Modulation of initial cell-cell interactions was found to have significant effects on liver-specific markers of metabolic, synthetic, and excretory function. In particular, 2 to 3-fold variations in steady-state levels of representative hepatocellular functions were achieved from identical numbers of cells. Furthermore, our results indicated that the use of microfabrication to control cell-cell interactions may allow modulation over the kinetics of functional up-regulation;​ in fact, micropatterned co-cultures displayed increased levels urea synthesis up to 1 week earlier than randomly distributed, unpatterned co-cultures with the same cellular constituents. Our data indicate that control over cell-cell interactions will allow the control of bulk tissue function based on the local microenvironments.

The mechanisms by which hepatocytes and fibroblasts interact to produce a differentiated hepatocyte phenotype were also investigated. Variations in bulk tissue function were due to spatial heterogeneity in the pattern of induction of hepatocyte differentiation within a hepatocyte population due to interaction with mesenchymal cells. We found that hepatocytes adjacent to the heterotypic expressed increased levels of intracellular albumin (a marker of hepatic synthetic function);​ whereas, hepatocytes far from the heterotypic interface contained undetectable levels of albumin. Although the actual molecular basis of this signaling was not identified, our experimental results indicated that the source of the observed induction pattern was a tightly cell-associated fibroblast product.

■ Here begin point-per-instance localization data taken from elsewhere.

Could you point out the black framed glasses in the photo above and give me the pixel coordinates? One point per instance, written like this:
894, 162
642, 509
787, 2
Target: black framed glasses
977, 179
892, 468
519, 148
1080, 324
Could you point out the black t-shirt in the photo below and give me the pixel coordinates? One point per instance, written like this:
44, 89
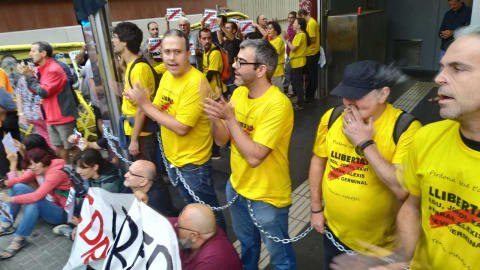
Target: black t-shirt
232, 47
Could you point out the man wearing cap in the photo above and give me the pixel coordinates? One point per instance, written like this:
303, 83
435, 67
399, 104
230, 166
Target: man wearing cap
354, 164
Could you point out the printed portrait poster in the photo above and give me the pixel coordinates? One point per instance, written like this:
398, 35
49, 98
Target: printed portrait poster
174, 14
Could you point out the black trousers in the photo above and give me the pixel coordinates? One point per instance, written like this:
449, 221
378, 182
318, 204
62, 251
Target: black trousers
312, 71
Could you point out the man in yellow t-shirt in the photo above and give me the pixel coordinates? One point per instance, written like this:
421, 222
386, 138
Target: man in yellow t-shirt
313, 54
442, 212
354, 164
212, 62
126, 40
186, 134
258, 121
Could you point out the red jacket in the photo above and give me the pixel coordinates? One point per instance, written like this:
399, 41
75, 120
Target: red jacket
55, 178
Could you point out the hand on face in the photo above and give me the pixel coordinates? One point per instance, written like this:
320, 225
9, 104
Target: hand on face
354, 128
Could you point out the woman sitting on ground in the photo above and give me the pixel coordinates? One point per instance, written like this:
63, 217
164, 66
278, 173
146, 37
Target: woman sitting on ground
92, 167
46, 202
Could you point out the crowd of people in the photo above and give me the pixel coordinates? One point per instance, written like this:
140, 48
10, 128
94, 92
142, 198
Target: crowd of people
373, 174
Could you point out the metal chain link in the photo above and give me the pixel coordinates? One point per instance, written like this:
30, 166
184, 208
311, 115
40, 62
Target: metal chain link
274, 238
187, 187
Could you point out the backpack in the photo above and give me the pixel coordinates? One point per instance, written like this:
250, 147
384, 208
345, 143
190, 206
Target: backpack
143, 60
401, 125
225, 75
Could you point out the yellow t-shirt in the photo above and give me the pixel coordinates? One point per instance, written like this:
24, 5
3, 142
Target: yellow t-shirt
298, 58
358, 206
313, 30
142, 74
216, 64
279, 45
268, 120
181, 98
443, 171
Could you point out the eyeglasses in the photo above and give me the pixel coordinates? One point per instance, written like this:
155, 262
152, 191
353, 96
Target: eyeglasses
236, 60
137, 175
187, 229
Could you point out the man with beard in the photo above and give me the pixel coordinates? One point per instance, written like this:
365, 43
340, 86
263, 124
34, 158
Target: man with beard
203, 245
259, 125
186, 134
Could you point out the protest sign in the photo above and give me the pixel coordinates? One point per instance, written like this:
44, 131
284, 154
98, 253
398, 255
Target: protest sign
70, 205
5, 211
246, 26
155, 49
209, 15
174, 14
145, 241
214, 26
102, 215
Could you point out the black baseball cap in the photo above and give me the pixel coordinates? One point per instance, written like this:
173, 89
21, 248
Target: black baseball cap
359, 79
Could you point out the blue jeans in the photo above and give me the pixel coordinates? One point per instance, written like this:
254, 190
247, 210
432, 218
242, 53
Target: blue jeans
199, 179
43, 209
273, 220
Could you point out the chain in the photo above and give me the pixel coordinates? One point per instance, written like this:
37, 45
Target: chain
109, 136
187, 187
268, 235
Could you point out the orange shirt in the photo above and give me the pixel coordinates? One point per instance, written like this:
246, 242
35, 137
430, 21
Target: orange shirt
5, 82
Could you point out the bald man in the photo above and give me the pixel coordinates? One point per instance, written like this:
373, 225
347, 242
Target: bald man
139, 178
203, 245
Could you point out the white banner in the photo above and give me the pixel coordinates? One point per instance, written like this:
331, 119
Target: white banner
246, 26
174, 14
209, 15
145, 241
102, 215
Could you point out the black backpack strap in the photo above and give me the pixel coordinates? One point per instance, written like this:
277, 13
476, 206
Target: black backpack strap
143, 60
403, 123
337, 111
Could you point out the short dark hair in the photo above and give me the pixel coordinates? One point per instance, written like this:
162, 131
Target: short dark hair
303, 27
204, 30
152, 22
180, 34
37, 155
302, 12
275, 26
130, 33
254, 35
265, 53
234, 26
90, 158
44, 46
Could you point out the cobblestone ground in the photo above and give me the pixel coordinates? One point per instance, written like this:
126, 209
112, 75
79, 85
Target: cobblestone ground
44, 251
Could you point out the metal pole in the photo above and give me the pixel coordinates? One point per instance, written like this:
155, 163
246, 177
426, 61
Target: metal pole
107, 66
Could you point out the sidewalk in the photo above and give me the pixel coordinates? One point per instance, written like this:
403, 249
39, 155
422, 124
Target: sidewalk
45, 250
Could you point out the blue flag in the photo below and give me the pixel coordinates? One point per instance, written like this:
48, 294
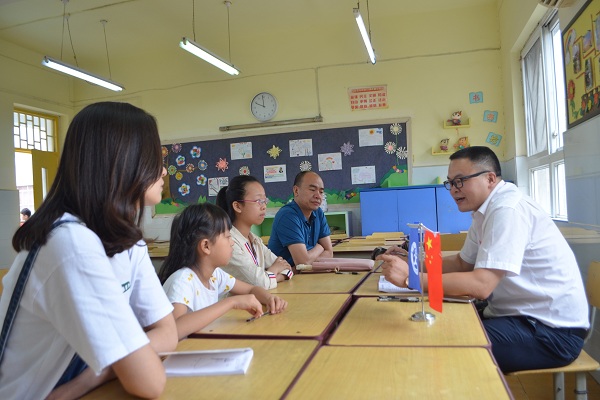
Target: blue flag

Clinical implementation of a co-culture based, bioartificial liver requires optimization of hepatic function based on fibroblast number and various bioreactor design constraints. To this end, we utilized microfabrication to achieve a reduction in fibroblast number while preserving the heterotypic interface. We determined that fibroblast number could be reduced by twelve-fold with only a modest reduction in hepatic tissue function. These data were combined with a simple model of oxygen transport and viscous energy losses in a hypothetical multi-unit bioreactor, to determine design criteria for a microfabricated, co-culture based bioartificial liver. This general approach has potential applications in many areas of tissue engineering, implantation biology, and developmental biology, both in the arena of basic science and in the development of cellular therapeutics.